La pregunta es absolutamente legítima y necesaria. ¿Qué razones profundas pueden animar a ciertos gobernantes, y  movimientos políticos, que en sus países han sido respetuosos de las libertades democráticas; no persiguen, encarcelan sin juicio debido, ni asesinan a sus adversarios; nadie los ha denunciado por participar en tráficos ilícitos, y, además, ganen o pierdan, reconocen los resultados electorales y la alternancia de gobiernos; a apoyar, o por lo menos guardar silencio cómplice o neutralidad cínica, ante gobernantes y gobiernos a todas luces asesinos, violadores de los derechos humanos, negadores de las libertades democráticas, involucrados sin pudor en el narcotráfico y el enriquecimiento ilícito, como los de Nicolás Maduro y Daniel Ortega?

Me refiero, ya lo sabe al lector, a los gobiernos de la llamada izquierda democrática de Iberoamérica. Y, de modo muy especial, a las figuras de José Mujica y el Frente Amplio de Uruguay; Michelle Bachelet, de la Concertación de Partidos Democráticos de Chile, y Pedro Sánchez y el PSOE de España.

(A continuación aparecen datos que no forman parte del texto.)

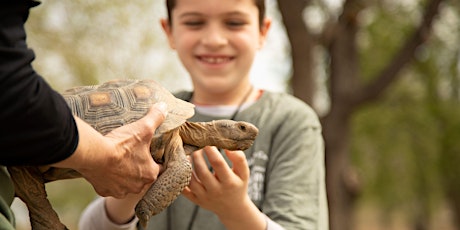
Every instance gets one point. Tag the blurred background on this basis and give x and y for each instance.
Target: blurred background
(384, 76)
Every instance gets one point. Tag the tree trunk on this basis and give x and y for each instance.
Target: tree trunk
(302, 81)
(346, 91)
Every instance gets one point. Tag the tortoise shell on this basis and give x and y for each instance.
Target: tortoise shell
(119, 102)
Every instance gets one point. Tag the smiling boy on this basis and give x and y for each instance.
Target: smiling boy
(276, 184)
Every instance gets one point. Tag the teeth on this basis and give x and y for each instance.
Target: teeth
(215, 60)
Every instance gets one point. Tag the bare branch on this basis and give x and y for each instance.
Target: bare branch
(390, 73)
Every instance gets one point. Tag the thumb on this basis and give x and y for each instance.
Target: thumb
(239, 162)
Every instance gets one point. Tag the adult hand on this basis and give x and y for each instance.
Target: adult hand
(120, 162)
(224, 191)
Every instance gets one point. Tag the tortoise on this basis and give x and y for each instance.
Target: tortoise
(118, 102)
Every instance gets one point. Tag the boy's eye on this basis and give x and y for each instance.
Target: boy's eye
(235, 23)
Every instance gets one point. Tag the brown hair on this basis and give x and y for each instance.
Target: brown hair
(170, 4)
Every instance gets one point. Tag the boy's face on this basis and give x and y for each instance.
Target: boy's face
(216, 40)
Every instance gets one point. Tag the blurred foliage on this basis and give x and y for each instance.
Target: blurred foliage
(406, 146)
(88, 42)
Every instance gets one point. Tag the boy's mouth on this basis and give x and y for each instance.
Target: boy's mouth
(215, 60)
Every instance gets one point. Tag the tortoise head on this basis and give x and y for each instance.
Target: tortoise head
(235, 135)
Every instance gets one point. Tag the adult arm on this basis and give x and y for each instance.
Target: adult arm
(38, 127)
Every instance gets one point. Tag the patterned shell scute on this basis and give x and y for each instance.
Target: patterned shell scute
(119, 102)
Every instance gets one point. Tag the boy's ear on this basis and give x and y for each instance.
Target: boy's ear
(264, 28)
(168, 31)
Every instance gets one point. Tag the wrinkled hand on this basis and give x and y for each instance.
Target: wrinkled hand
(120, 162)
(225, 188)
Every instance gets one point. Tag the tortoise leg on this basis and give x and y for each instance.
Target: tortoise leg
(30, 187)
(169, 184)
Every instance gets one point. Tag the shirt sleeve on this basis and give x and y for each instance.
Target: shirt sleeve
(94, 217)
(38, 127)
(295, 191)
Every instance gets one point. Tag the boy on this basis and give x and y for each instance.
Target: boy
(276, 184)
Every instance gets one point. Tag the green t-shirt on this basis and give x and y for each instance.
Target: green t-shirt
(286, 161)
(6, 198)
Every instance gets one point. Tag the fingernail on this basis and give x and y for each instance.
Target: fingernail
(163, 107)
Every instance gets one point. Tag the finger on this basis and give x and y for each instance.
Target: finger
(202, 173)
(218, 163)
(187, 192)
(239, 162)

Los tres aún lloran desconsolados los asesinatos en masa oficiados por  Franco, Bordaberry y Pinochet. Pero se pasan por el forro, en el fondo pareciera que  se burlan o evaden, los de Maduro y Ortega. Hacen por las mañanas gárgaras en defensa de los derechos humanos cuando hablan del estadio de Santiago convertido en campo de concentración y matanza en 1973, pero luego escupen el enjuague bucal y dan la espalda cuando se les pide que miren a las calles de Caracas y Masaya sembradas de cuerpos caídos a manos de los grupos paramilitares de Ortega y Maduro.   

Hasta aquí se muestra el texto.